Problem
You are attempting to create an external table in Databricks using Terraform, when you encounter an error creating the table.
databricks_sql_table.table_classifications: Creating... Error: cannot create sql table: statement failed to execute: FAILED
This issue can occur when you use the databricks_sql_table
resource and specify a storage location that points to an S3 bucket as the source for the table.
Cause
The error cannot create sql table: statement failed to execute: FAILED
is a generic error message. Enabling DEBUG
level on the Terraform logs (export TF_LOG=DEBUG
) can give you more details and help identify the specific cause.
One common cause is when the key and source parameters on the aws_s3_object
resource both have the same file name. This results in the files not being correctly recognized in the databricks_sql_table
Terraform resource.
resource "aws_s3_object" "bucket" {
bucket = "<my-bucket-name>"
key = "<path-to-file-in-S3-my-file>"
source = "<path-to-local-file-my-file>"
}
Solution
You need to specify a different name on the key parameter so the file gets uploaded to the S3 external location with a unique name, then reference that on the databricks_sql_table
resource.
Example definition
- Upload the local file to your S3 bucket.
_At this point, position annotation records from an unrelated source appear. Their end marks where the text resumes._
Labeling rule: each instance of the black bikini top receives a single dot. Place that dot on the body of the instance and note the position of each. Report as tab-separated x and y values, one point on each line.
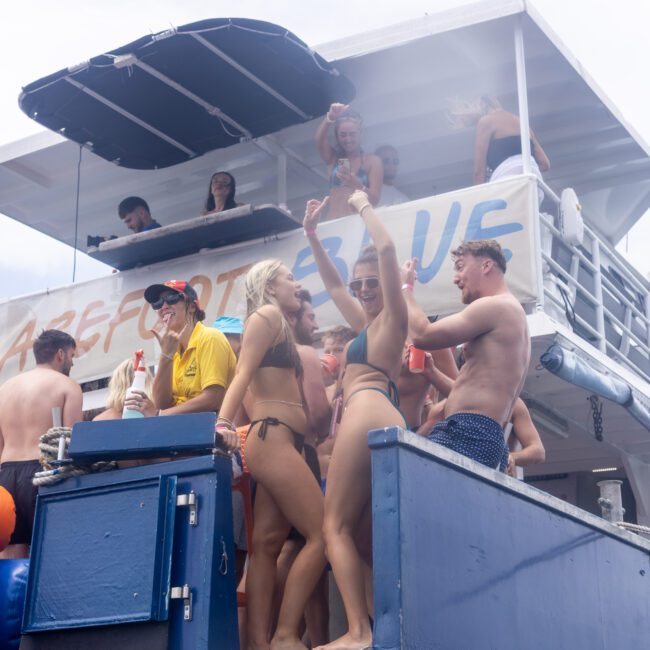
281	355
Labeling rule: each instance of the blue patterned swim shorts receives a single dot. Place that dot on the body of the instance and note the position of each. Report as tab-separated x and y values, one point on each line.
474	435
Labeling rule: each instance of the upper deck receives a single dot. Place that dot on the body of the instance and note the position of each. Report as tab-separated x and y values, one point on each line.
583	295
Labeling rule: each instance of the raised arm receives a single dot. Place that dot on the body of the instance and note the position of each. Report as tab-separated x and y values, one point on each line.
375	179
389	275
350	309
476	319
320	411
481	144
322	145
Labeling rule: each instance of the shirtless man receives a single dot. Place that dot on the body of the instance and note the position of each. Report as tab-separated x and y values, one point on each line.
304	325
414	387
26	403
497	352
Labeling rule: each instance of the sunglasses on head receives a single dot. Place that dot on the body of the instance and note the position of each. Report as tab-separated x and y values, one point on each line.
371	282
170	299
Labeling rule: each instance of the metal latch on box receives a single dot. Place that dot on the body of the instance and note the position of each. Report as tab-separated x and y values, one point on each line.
190	501
184	593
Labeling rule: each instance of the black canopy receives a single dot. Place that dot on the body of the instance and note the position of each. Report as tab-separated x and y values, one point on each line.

Replace the following with appropriate values:
-
<my-bucket>
- The name of the target S3 bucket. -
<path-to-file-in-S3-my-file>
- The full path (including file name) to the location where the file will be stored in the S3 bucket. The file name must be different from the local file. -
<path-to-local-file-my-file>
- The full path (including file name) to the local location where the file is stored.
resource "aws_s3_object" "bucket" {
bucket = "<my-bucket>"
key = "<path-to-file-in-S3-my-file>"
source = "<path-to-local-file-my-file>"
}
- Retrieve information about the Databricks SQL warehouse.
Repla1ce the following with appropriate values:
-
<warehouse-name>
- The name of your Databricks SQL warehouse.
data "databricks_sql_warehouse" "warehouse" {
name = "<warehouse-name>"
}
- Create an external Databricks SQL table based on the file you uploaded to the S3 bucket.
Replace the following with appropriate values:
-
<my-table>
- The name of the SQL table. -
<my-catalog>
- The catalog in which the table will be created. -
<my-schema>
- The scheme used for the table. -
<name-of-column>
- Name of the column. -
<data-type-of-column>
- Data type of the column (int, string, etc.). -
<sql-table>
- The name that you want assigned to the resource.
resource "databricks_sql_table" "<sql-table>" {
name = "<my-table>"
catalog_name = "<my-catalog>"
schema_name = "<my-schema>"
table_type = "EXTERNAL"
data_source_format = "CSV"
storage_location = "s3://${aws_s3_object.bucket.bucket}/${aws_s3_object.bucket.key}" # The S3 path where the table data is stored. Values are fetched from the resource "aws_s3_object" section.
warehouse_id = "${data.databricks_sql_warehouse.warehouse.id}" # The ID of the SQL warehouse to use for the table is fetched per the warehouse specified in data "databricks_sql_warehouse".
- Add or remove sections as needed to define the columns.
column {
name = "<name-of-column>"
type = "<data-type-of-column>"
}
column {
name = "<name-of-column>"
type = "<data-type-of-column>"
}
column {
name = "<name-of-column>"
type = "<data-type-of-column>"
}
column {
name = "<name-of-column>"
type = "<data-type-of-column>"
}
comment = "This table is managed by Terraform."
}
Info
You should also ensure that the user or service principal running the terraform code has the CREATE EXTERNAL TABLE
permission on the S3 external location in Unity Catalog.